Maria Gal descreve preparo para interpretar Carolina Maria de Jesus em filme premiado em Cannes

22.05.2026 | Por: Gudyê KondZilla

A atriz e produtora Maria Gal apresentou detalhes do processo de preparação para interpretar Carolina Maria de Jesus na cinebiografia baseada em Quarto de Despejo, que recebeu um prêmio no Festival de Cannes. Segundo Gal, para incorporar a escritora ela perdeu 18 quilos, trabalhou com preparadores de elenco do Brasil e dos Estados Unidos e percorreu ruas de São Paulo em busca de maior imersão na rotina que inspirou a obra.

O longa, dirigido por Jeferson De e com produção de Clélia Bessa, tem ainda Sara Silveira, Cris Arenas e Rosane Svartman como produtoras associadas e parceiras criativas. A produção está em fase de finalização e tem estreia prevista para 2027.

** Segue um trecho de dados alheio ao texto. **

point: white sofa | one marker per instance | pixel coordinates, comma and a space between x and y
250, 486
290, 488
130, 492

O projeto foi selecionado para o programa Goes to Cannes, do Marché du Film, que destaca filmes em desenvolvimento e talentos emergentes. Entre os cinco títulos brasileiros levados ao evento nesta edição, a cinebiografia de Carolina recebeu o prêmio da A.H. Media Production, que concede 10 mil euros aos produtores. A distinção, segundo a equipe, sinaliza o interesse do mercado internacional pelas narrativas brasileiras e pelo potencial de alcance global dessas histórias.

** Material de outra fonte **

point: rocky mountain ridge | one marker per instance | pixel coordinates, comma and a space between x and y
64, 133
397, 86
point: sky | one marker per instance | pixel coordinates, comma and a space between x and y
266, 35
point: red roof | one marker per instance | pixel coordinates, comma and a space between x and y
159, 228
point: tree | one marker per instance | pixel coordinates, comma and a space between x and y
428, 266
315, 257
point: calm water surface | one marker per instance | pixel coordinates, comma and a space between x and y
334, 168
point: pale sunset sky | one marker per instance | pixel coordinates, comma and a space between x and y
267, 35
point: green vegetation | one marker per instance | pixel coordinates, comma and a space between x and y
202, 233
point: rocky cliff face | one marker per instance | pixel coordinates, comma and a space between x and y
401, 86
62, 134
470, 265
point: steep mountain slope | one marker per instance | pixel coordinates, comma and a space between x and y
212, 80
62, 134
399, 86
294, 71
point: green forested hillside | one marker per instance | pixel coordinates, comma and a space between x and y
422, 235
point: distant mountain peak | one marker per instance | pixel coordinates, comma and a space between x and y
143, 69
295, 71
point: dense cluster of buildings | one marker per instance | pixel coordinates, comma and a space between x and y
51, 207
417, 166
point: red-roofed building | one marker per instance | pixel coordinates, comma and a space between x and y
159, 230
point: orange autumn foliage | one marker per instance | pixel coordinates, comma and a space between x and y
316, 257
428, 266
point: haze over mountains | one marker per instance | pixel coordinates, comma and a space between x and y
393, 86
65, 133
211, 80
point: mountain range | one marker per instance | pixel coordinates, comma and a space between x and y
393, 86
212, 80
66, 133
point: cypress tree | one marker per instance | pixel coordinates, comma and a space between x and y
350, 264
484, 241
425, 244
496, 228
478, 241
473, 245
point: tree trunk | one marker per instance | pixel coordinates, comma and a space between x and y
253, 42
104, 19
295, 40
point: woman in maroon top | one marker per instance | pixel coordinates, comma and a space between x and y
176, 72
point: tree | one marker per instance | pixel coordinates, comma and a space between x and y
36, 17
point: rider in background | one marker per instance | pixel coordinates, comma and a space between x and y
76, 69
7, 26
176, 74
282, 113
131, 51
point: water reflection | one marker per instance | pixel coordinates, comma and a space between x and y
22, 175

Quem foi Carolina Maria de Jesus

O filme retrata a trajetória da escritora nascida em Sacramento, Minas Gerais, em 1947, que se mudou para São Paulo e passou a viver na Favela do Canindé. Mãe solo de três filhos, ela sustentou a família como catadora de papel e empregada doméstica. Com apenas dois anos de escolaridade formal, Carolina manteve registros em diários sobre a fome, a violência e o cotidiano da favela, material que originou Quarto de Despejo, publicado em 1960 e reconhecido como marco da literatura brasileira.

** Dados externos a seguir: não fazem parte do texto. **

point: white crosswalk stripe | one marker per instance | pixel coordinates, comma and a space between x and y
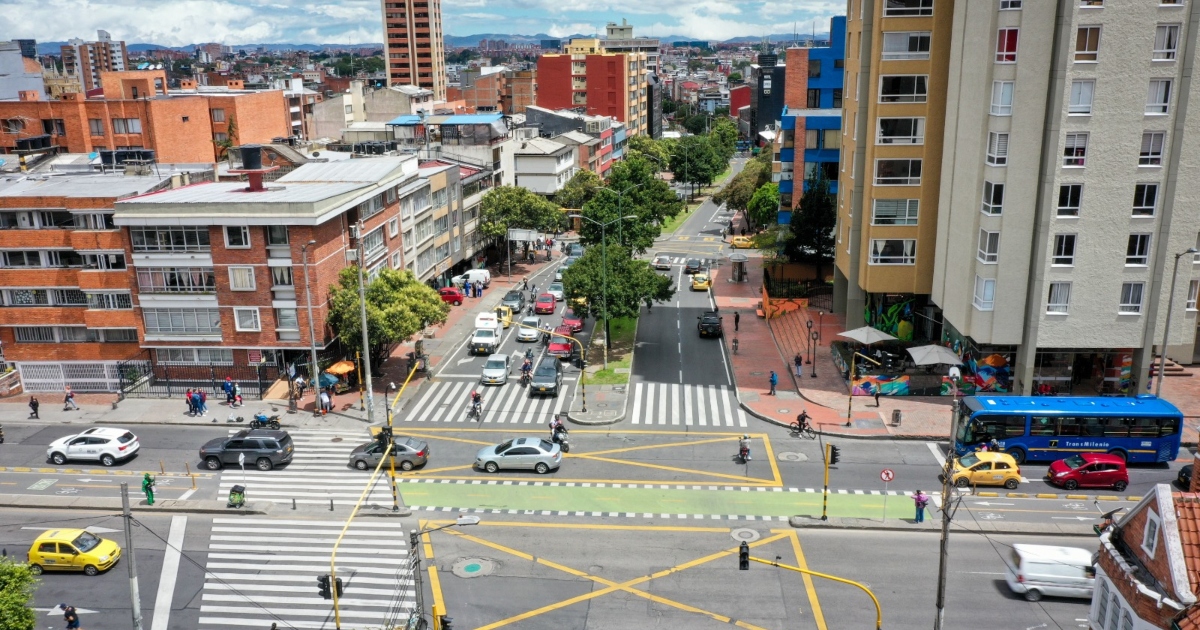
264, 570
671, 403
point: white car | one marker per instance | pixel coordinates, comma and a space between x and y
529, 334
100, 444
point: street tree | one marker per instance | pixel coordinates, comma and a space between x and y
514, 207
399, 306
17, 586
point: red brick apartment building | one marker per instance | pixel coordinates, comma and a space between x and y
138, 112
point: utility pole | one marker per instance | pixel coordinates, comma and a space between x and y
135, 597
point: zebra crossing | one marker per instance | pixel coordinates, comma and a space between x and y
263, 571
449, 401
671, 403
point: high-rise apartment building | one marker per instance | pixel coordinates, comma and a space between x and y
413, 45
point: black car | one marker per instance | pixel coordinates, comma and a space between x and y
547, 378
709, 324
515, 300
263, 448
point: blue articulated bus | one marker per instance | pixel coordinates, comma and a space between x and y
1143, 429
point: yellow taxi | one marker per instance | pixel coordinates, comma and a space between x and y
744, 243
985, 469
72, 550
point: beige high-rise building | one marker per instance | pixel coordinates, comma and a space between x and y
413, 45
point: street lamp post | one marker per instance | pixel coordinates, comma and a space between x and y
1167, 327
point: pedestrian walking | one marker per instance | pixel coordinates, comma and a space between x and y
148, 487
921, 501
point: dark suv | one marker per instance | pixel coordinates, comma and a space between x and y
709, 324
263, 448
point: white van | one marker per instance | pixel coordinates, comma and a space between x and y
1037, 570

A obra foi traduzida para 16 idiomas e alcançou cerca de 3 milhões de exemplares vendidos, projetando Carolina internacionalmente. Além de sua produção literária, ela se dedicou a contos, crônicas, letras de música, peças teatrais e trabalhos têxteis. Carolina morreu em 1977, aos 62 anos.

O processo artístico de Maria Gal

Maria Gal relatou que encontrou Quarto de Despejo em um sebo de São Paulo e se sentiu imediatamente impactada pela força e pela lucidez da autora. Antes do filme, a atriz já havia montado um espetáculo inspirado na obra. Ela descreve o projeto cinematográfico como um trabalho desenvolvido por anos que modificou sua trajetória pessoal e profissional.

Imagem: Divulgação

Além da preparação com coaches nacionais e internacionais, Gal disse ter recorrido ao jejum intermitente durante o processo para experimentar aspectos físicos da personagem. A atriz afirmou também ter sentido a responsabilidade de representar uma figura de grande relevância social e cultural.

O reconhecimento em Cannes é visto pela equipe como um sinal de que a história de Carolina atravessa fronteiras e gera interesse internacional mesmo antes da estreia oficial.